Tuition and loans are indeed lower at community colleges, because their original mission was to provide wide access to higher education, including those who do not have the money to begin their studies at four-year colleges and universities. The actions by the big banks will further undermine the community college system and throw more obstacles in the path of working class youth seeking a college education.

The decision to cut off or reduce lending could not have come at a more inopportune time. The existence of recession or near-recession conditions throughout the US has decreased tax revenues to state governments, resulting in a severe tightening of state funding to colleges and universities. Lacking the sizeable endowments and federal research grants of four-year schools, community colleges have resorted to currying the favor of businesses and other private sources for facilities and other big-ticket items, which often results in renting out buildings for office space and conferences and making curriculum decisions driven by the needs of local businesses.

Privatization of student services, e.g., food, security, and day care, has also become common. For the majority of community college students these changes often mean higher meal prices (which can mean skipping meals all together), security services that treat them as if they were potential criminals, and more expensive and less user-friendly day care (17 percent of community college students are, according to the American Association of Community Colleges, single parents). This factor alone can determine whether or not someone can attend college.

President Bush and both of the presumptive nominees for the 2008 presidential elections have called for greater access to higher education, and Michigan Governor Jennifer Granholm has proposed that all Michigan students earn at least an Associates Degree (the highest degree awarded by community colleges). Such proposals, however, are little more than rhetoric since financing an education is becoming out of reach for more and more working class students.

In addition to the increasing number of “traditional” students age 21 and under attending community colleges due to skyrocketing tuition rates at four-year institutions, community colleges are attracting older students. Fifty-eight percent of the community college student population is 22 years old or older, including those seeking job retraining or to meet terms of buyout agreements with auto manufacturers.

How will these students, especially the older students who have either never attended college or have been away from the college environment for a long period of time, perform without the support services necessary for their success? How long will they be able to attend college, or even attempt college at all, without the necessary funds?

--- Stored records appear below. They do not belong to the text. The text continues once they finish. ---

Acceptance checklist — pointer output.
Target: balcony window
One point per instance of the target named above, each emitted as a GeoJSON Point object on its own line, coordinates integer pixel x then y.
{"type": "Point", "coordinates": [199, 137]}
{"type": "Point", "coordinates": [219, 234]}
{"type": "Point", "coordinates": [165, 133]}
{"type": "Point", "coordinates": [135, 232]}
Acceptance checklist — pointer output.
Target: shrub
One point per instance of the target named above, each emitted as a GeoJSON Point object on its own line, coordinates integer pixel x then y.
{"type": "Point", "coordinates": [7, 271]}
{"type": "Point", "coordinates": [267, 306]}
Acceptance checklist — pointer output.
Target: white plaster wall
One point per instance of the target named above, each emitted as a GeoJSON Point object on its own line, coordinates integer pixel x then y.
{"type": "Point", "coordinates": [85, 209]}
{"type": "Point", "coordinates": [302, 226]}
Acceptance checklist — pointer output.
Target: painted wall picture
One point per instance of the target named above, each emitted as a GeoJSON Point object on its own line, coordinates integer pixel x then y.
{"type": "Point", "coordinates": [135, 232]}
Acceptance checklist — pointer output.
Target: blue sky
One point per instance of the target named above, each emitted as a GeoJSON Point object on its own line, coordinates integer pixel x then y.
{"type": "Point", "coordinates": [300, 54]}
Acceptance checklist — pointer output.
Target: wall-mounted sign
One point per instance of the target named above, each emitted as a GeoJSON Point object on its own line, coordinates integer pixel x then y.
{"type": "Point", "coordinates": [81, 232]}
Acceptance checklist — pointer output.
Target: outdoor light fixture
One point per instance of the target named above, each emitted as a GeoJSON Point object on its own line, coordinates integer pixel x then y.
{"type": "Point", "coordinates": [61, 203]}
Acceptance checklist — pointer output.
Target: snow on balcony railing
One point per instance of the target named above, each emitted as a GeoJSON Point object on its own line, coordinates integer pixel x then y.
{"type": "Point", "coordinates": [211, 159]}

For example, federal Pell Grants—need-based, direct grants—are capped at $4,050 and are only awarded to 34 percent of low-income students attending community colleges. Further, the money doesn’t generally reach students until some time after the semester starts. One Michigan community college administrator told this reporter that this delay results in prospective students not being able to sign up for classes on time and creates a further barrier to those already intimidated by the idea of college.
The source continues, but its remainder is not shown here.